After only a handful of games into the 2025‑26 campaign, on 29 October 2025 Holmes was forced off in a EuroLeague home win over Maccabi Tel Aviv B.C. with a knee injury, later diagnosed as a partial tear of the medial collateral ligament (MCL) in his right knee which will sideline him for approximately one month.

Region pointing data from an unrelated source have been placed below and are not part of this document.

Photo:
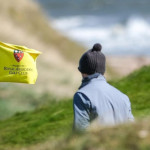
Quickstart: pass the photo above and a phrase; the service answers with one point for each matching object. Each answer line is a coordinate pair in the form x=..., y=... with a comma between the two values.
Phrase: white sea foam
x=132, y=37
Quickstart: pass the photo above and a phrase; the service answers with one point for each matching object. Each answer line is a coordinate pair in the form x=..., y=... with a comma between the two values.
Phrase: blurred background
x=123, y=27
x=63, y=30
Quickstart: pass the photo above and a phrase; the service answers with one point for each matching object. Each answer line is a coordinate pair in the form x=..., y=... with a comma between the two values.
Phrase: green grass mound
x=55, y=120
x=27, y=128
x=137, y=87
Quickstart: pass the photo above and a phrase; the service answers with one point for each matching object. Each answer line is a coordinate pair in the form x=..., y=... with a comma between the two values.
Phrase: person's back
x=96, y=99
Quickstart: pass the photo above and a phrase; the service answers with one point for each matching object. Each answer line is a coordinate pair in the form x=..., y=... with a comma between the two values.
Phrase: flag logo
x=18, y=54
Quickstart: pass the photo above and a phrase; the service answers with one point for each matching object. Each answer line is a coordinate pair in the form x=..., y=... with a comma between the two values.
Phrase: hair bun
x=97, y=47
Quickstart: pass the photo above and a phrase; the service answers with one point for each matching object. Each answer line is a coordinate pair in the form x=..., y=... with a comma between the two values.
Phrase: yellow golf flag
x=17, y=64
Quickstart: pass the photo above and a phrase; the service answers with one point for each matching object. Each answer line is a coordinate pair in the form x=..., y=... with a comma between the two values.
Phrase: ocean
x=122, y=27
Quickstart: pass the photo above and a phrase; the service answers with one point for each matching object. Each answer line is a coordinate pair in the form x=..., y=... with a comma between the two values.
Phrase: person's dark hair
x=93, y=61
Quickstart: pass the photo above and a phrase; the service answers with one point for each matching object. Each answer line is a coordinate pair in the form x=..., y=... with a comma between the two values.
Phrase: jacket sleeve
x=130, y=115
x=81, y=107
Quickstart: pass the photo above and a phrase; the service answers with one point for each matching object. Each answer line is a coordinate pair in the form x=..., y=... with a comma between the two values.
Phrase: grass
x=54, y=120
x=137, y=87
x=32, y=127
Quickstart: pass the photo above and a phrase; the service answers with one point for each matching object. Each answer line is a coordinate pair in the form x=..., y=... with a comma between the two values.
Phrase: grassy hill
x=50, y=125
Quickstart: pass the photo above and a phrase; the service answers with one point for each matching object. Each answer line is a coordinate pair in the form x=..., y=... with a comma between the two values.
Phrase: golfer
x=96, y=99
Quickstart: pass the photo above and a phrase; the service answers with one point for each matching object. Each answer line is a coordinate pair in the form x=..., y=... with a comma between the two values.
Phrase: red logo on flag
x=18, y=55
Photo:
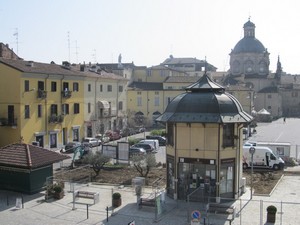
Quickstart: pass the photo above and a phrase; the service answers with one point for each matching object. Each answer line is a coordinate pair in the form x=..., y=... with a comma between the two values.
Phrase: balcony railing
x=56, y=119
x=8, y=122
x=42, y=94
x=66, y=94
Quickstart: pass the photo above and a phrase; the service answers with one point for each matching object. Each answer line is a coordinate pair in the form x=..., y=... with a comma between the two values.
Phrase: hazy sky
x=146, y=32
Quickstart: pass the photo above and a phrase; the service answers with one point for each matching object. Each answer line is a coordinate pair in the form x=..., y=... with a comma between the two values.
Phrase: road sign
x=196, y=215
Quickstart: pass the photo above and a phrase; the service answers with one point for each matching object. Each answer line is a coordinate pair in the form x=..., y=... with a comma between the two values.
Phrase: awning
x=103, y=104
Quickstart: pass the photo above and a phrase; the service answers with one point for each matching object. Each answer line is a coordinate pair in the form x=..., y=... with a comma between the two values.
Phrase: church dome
x=249, y=45
x=205, y=101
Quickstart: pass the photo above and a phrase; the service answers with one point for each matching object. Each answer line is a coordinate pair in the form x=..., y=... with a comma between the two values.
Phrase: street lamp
x=251, y=151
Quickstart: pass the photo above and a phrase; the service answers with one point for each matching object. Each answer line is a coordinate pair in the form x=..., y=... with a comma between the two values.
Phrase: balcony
x=56, y=119
x=8, y=122
x=42, y=94
x=66, y=94
x=107, y=114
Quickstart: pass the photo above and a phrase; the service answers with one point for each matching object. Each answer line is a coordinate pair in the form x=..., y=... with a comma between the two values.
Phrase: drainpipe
x=238, y=156
x=218, y=161
x=95, y=105
x=175, y=164
x=46, y=111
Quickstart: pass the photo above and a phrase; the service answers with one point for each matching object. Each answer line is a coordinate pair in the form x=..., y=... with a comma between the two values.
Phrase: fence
x=246, y=212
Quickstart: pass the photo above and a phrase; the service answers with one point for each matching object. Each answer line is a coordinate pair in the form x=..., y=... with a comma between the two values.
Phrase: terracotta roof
x=28, y=156
x=146, y=86
x=36, y=67
x=182, y=79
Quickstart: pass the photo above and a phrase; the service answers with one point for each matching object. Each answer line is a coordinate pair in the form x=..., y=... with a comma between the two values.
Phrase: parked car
x=113, y=135
x=153, y=142
x=91, y=142
x=161, y=140
x=103, y=139
x=70, y=147
x=136, y=151
x=127, y=132
x=148, y=147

On March 24, 2026, the team announced the termination of his contract. He had recently gotten into a public argument with the head coach, Ergin Ataman following a game on March 15th where the coach publicly called Holmes out for his lack of effort.

==Career statistics==

===NBA===

====Regular season====

| Year | Team | GP | GS | MPG | FG% | 3P% | FT% | RPG | APG | SPG | BPG | PPG |
| 2015–16 | Philadelphia | 51 | 1 | 13.8 | .514 | .182 | .689 | 2.6 | .6 | .4 | .8 | 5.6 |
| 2016–17 | Philadelphia | 57 | 17 | 20.9 | .558 | .351 | .699 | 5.5 | 1.0 | .7 | 1.0 | 9.8 |
| 2017–18 | Philadelphia | 48 | 2 | 15.5 | .560 | .129 | .661 | 4.4 | 1.3 | .4 | .6 | 6.5 |
| 2018–19 | Phoenix | 70 | 4 | 16.9 | .608 | — | .731 | 4.7 | .9 | .6 | 1.1 | 8.2 |
| 2019–20 | Sacramento | 44 | 38 | 28.2 | .648 | — | .788 | 8.1 | 1.0 | .9 | 1.3 | 12.3 |
| 2020–21 | Sacramento | 61 | 61 | 29.2 | .637 | .182 | .794 | 8.3 | 1.7 | .6 | 1.6 | 14.2 |
| 2021–22 | Sacramento | 45 | 37 | 23.9 | .660 | .400 | .778 | 7.0 | 1.1 | .4 | .9 | 10.4 |
| 2022–23 | Sacramento | 42 | 1 | 8.3 | .618 | .625 | .789 | 1.9 | .2 | .1 | .3 | 3.1 |
| 2023–24 | Dallas | 23 | 2 | 10.3 | .559 | — | .571 | 3.4 | .7 | .1 | .4 | 3.4 |
| Washington | 17 | 8 | 18.7 | .557 | .333 | .846 | 6.1 | .6 | .5 | .6 | 7.1 |
| 2024–25 | Washington | 31 | 7 | 17.2 | .647 | .000 | .833 | 5.7 | 1.4 | .3 | .7 | 7.4 |
| Career |  | 489 | 178 | 19.1 | .605 | .269 | .751 | 5.3 | 1.0 | .5 | .9 | 8.5 |

====Playoffs====

| Year | Team | GP | GS | MPG | FG% | 3P% | FT% | RPG | APG | SPG | BPG | PPG |
|---|---|---|---|---|---|---|---|---|---|---|---|---|
| 2018 | Philadelphia | 3 | 0 | 3.7 | .000 | — | — | .3 | .3 | .0 | .0 | .0 |
| Career |  | 3 | 0 | 3.7 | .000 | — | — | .3 | .3 | .0 | .0 | .0 |

===College===

| Year | Team | GP | GS | MPG | FG% | 3P% | FT% | RPG | APG | SPG | BPG | PPG |
|---|---|---|---|---|---|---|---|---|---|---|---|---|
| 2012–13 | Bowling Green | 32 | 2 | 18.8 | .633 | .000 | .620 | 5.0 | .2 | .5 | 2.3 | 6.5 |
| 2013–14 | Bowling Green | 32 | 31 | 32.0 | .507 | .300 | .706 | 7.7 | .9 | 1.1 | 2.8 | 13.3 |
| 2014–15 | Bowling Green | 31 | 30 | 28.8 | .563 | .419 | .712 | 8.0 | .8 | .7 | 2.7 | 14.7 |
| Career |  | 95 | 63 | 26.5 | .554 | .353 | .697 | 6.9 | .7 | .8 | 2.6 | 11.5 |

===EuroLeague===

| Year | Team | GP | GS | MPG | FG% | 3P% | FT% | RPG | APG | SPG | BPG | PPG | PIR |
|---|---|---|---|---|---|---|---|---|---|---|---|---|---|
| 2025–26 | Panathinaikos | 19 | 11 | 18:44 | .644 | .000 | .860 | 4.3 | .4 | .3 | .5 | 7.9 | 9.1 |

==Player profile==
Listed at 6 ft 9 in and 235 lb, Holmes has primarily played the center and power forward positions throughout his career.

Coming out of Bowling Green, Holmes was known for being a rim protector and having quick feet. Holmes has developed a push shot that has become an efficient tool in his offensive game.